His role as Sherlock Holmes in Doctor Who creator Steven Moffat’s BBC/Public Television’s Masterpiece Mystery series Sherlock first put Cumberbatch opposite The Hobbit star Martin Freeman.  Freeman has a similarly huge year coming as Bilbo Baggins in addition to reprising his Dr. Watson role.  In Sherlock, the classic detective is brought into the 21st century, but his skills and sleuthing is very familiar.  Masterpiece Mystery confirmed this week that the Sherlock series 2/season 2 is scheduled to begin this May, and that they plan to bring back Cumberbatch for a third year after season 2.

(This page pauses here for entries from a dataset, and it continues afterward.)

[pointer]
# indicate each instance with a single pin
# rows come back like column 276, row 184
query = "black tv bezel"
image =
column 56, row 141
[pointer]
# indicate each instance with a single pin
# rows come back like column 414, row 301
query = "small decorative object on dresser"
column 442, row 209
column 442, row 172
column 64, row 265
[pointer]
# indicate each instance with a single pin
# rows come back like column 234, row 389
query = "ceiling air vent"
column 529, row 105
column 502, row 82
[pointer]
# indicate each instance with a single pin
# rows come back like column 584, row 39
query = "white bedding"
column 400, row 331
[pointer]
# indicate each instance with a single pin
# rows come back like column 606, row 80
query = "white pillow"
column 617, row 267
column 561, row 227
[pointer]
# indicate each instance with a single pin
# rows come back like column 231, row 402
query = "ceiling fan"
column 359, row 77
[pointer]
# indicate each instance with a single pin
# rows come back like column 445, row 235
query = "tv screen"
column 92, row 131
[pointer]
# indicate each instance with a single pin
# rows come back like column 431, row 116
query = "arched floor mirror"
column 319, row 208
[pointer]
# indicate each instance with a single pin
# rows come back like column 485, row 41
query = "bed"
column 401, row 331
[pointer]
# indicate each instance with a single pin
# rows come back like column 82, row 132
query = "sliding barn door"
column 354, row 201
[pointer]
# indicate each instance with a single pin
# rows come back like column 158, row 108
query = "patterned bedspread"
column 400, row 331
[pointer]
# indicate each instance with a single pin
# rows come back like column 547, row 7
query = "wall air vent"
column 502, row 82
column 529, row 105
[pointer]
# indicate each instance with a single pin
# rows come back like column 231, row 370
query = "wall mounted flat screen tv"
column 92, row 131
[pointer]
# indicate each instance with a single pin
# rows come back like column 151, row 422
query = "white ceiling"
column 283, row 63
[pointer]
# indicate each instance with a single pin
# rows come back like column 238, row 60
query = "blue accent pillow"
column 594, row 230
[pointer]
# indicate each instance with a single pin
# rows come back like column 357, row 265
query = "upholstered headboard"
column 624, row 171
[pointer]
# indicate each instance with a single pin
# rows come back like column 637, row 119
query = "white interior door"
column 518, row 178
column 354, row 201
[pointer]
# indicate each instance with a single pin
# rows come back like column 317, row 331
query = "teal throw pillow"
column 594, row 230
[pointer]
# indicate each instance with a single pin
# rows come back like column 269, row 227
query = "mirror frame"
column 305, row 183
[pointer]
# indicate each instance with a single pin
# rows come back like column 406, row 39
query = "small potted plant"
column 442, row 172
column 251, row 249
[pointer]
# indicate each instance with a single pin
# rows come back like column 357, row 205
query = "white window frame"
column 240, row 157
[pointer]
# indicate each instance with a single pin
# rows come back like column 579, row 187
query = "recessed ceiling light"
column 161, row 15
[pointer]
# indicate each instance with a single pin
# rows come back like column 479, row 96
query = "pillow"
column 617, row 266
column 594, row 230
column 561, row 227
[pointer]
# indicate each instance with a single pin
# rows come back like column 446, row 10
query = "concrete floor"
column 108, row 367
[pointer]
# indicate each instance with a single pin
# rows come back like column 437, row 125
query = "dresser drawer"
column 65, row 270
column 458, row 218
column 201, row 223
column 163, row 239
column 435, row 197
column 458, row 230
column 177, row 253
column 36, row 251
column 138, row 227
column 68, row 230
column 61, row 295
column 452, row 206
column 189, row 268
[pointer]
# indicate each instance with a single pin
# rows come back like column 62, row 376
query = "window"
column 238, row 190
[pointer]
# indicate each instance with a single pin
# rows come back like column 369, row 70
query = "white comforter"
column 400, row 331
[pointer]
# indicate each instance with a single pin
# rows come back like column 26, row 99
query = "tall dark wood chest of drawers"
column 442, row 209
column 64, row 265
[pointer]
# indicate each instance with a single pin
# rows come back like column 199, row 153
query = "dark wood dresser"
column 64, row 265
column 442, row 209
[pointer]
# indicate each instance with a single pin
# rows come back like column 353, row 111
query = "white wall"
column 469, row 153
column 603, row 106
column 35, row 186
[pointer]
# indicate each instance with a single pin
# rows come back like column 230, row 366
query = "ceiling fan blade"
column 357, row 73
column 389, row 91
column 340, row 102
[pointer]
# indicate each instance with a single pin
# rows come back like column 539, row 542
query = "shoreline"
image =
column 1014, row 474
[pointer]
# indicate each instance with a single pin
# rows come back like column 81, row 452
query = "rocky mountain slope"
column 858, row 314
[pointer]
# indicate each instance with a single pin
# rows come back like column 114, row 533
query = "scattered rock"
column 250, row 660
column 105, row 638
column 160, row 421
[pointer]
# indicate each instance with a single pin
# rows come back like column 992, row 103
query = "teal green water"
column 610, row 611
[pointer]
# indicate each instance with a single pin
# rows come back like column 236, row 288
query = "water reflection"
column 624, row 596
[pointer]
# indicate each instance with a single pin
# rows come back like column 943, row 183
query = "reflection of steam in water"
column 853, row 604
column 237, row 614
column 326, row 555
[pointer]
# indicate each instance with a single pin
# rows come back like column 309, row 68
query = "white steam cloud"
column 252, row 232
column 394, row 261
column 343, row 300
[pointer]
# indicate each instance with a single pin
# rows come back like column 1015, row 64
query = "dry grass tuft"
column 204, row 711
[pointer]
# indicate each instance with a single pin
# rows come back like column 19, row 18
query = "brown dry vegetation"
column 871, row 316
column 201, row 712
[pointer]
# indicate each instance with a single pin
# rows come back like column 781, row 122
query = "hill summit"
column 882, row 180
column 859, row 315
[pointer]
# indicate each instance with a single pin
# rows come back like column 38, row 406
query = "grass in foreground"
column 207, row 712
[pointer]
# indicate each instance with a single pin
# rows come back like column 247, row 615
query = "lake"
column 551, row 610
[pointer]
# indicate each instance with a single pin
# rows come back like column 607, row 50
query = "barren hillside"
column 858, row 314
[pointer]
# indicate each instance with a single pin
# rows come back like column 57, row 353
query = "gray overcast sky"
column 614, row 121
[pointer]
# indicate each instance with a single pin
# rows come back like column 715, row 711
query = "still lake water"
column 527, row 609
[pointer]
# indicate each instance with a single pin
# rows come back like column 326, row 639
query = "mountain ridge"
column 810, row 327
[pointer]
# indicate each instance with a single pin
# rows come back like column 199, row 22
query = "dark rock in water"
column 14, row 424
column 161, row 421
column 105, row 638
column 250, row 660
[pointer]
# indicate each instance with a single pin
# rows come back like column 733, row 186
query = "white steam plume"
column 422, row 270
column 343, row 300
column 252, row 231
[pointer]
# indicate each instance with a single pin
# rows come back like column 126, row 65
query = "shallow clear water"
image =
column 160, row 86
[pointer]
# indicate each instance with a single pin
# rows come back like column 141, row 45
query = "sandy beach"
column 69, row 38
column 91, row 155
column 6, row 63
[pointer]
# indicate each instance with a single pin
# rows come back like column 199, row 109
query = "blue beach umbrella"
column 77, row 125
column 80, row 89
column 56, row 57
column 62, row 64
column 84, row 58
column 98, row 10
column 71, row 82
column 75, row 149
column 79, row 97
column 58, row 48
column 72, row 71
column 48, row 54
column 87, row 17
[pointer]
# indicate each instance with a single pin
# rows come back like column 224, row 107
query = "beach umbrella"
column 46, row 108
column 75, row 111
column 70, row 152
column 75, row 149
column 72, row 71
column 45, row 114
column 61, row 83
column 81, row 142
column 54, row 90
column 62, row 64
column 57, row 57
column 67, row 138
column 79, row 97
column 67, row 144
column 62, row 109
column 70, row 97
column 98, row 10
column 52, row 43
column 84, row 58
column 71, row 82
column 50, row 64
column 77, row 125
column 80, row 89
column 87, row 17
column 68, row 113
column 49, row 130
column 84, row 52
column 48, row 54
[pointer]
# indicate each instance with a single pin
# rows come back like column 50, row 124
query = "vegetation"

Since his first roles in 2002, including a small part in the BBC mini-series Tipping the Velvet with Ashes to Ashes/Identity star Keeley Hawes, Cumberbatch had memorable smaller parts in 2006’s Amazing Grace as William Pitt…

in 2008’s The Other Boleyn Girl as William Carey, and in 2011 he played Major Stewart in Steven Spielberg’s acclaimed film War Horse

and as Peter Guillam in this season’s spy thriller (opening in general release this weekend finally) Tinker, Tailor, Soldier, Spy.

Cumberbatch joins the Enterprise crew from Star Trek 2009, Chris Pine, Karl Urban, Simon Pegg, Zachary Quinto, and Zoe Saldana, and former Robocop Peter Weller as a yet-to-be-named character in the yet-to-be-named new Star Trek film.